Roma and Health
I have been reminded lately about the conflict many of us have in regards to our health. My grandparents would never see a doctor, preferring traditional remedies, ritual, and “time”. My mother was so very skeptical of Western medicine, my father too – refusing to go unless it was serious. In fact, when I was a child they kept me from going unless absolutely necessary. One caveat to that, however, was that I was born with a genetic (congenital) heart defect and needed treatment and monitoring until I was 18. They agreed to that though, because my lips were blue, I was out of breath, and it was clear something was terribly wrong. But, when it came to colds, viruses, stomach bugs, stings, sprains and the like, traditional all the way.
Currently, I am facing major health concerns and I am receiving advice from both sides of the fence: traditional and non-traditional. I have people telling me I just need to do ritual cleansing or just do this and this or take these herbs or whatever; I also have people telling me I need serious medical treatment and long-term medication…
and I don’t know what to do. I don’t trust doctors and hospitals. I don’t trust medicine. I don’t trust such artificial things.
A report I found (linked in full here) states that “For many reasons, Romani women tend not to prioritise attention to their own health; at the same time they are often the primary caregivers in their families and communities”. Not only that, but it is the male head of the family who makes all of the decisions, and although my father passed, I still would not seek treatment independently.
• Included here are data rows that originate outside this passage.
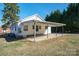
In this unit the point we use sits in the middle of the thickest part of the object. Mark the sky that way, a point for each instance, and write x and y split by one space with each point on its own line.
42 9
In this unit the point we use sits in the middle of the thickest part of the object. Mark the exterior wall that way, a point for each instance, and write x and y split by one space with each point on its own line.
31 30
48 30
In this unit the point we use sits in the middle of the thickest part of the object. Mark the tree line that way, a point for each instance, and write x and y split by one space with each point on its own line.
69 16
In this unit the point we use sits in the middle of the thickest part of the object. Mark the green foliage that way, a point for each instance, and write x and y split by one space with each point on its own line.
10 14
70 17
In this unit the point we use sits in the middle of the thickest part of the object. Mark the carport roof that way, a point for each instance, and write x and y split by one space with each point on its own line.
52 24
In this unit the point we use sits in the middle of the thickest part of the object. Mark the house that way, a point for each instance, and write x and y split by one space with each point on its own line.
34 25
6 31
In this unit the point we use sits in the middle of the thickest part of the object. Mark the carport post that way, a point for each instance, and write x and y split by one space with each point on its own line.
56 32
47 31
62 30
34 31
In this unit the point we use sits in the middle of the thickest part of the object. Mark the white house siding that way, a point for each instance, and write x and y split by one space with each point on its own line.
48 30
31 31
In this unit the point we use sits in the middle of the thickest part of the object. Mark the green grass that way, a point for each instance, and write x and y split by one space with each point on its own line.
63 46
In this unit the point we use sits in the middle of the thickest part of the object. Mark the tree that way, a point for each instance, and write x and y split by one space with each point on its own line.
70 17
10 15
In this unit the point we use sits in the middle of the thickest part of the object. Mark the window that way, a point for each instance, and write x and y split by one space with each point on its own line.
25 27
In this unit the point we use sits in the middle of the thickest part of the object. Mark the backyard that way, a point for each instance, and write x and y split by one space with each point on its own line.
64 45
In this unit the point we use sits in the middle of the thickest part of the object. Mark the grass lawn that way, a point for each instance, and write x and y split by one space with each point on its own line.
66 45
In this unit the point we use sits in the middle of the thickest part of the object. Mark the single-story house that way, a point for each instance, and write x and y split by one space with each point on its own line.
34 25
6 31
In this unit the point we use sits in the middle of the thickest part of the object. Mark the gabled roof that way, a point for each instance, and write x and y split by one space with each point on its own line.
36 18
33 17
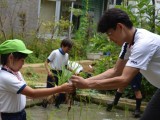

Another report (here) also says that:
A large percentage of Roma conceive health as the absence of disease, and disease as an incapacitating phenomenon linked to death. This unique perspective on health and disease leads to several consequences:
- – Health only becomes a concern in the presence of very dramatic symptoms and incapacitating consequences thus making it difﬁcult to approach the concept of prevention.
- – Once the individual (and his family) perceive the presence of disease, action taken must be immediate and deﬁnitive in light of the direct relationship existing between disease and death.
- – The diagnosis is a matter of “putting a label on one’s afﬂiction.” Thus, the attitude adopted is ambivalent. Complete avoidance prevails in the absence of symptoms and incapacitating consequences (in these cases the diagnosis may be perceived as a manifestation of a disease that previously did not exist).
- – If symptoms disappear under treatment, all other therapeutic guidelines are generally ignored because from the perspective of this concept of health, the disease has vanished.
I definitely see myself doing this – without this current flare of symptoms, I would not be seeking treatment.
I think it’s more troublesome, however, for those who are limited in their access to health care and education. Without adequate access to preventative health care, Roma are suffering needlessly. Without access to health education women in particular are suffering. At the same time, poverty and ghettos don’t lead to ideal conditions to raise children. We aren’t suffering problems because (as certain ‘educated’ people think) we are inbred. NO! It is because we are forced to live in toxic conditions (on old waste dumps; in old factories; on lead-polluted land; in old buildings full of asbestos, lead, and black mold); without adequate running water, electricity, or food.
It makes me angry – that even those of us with access to healthcare are still reluctant to adequately take care of ourselves and provide a path for others to follow.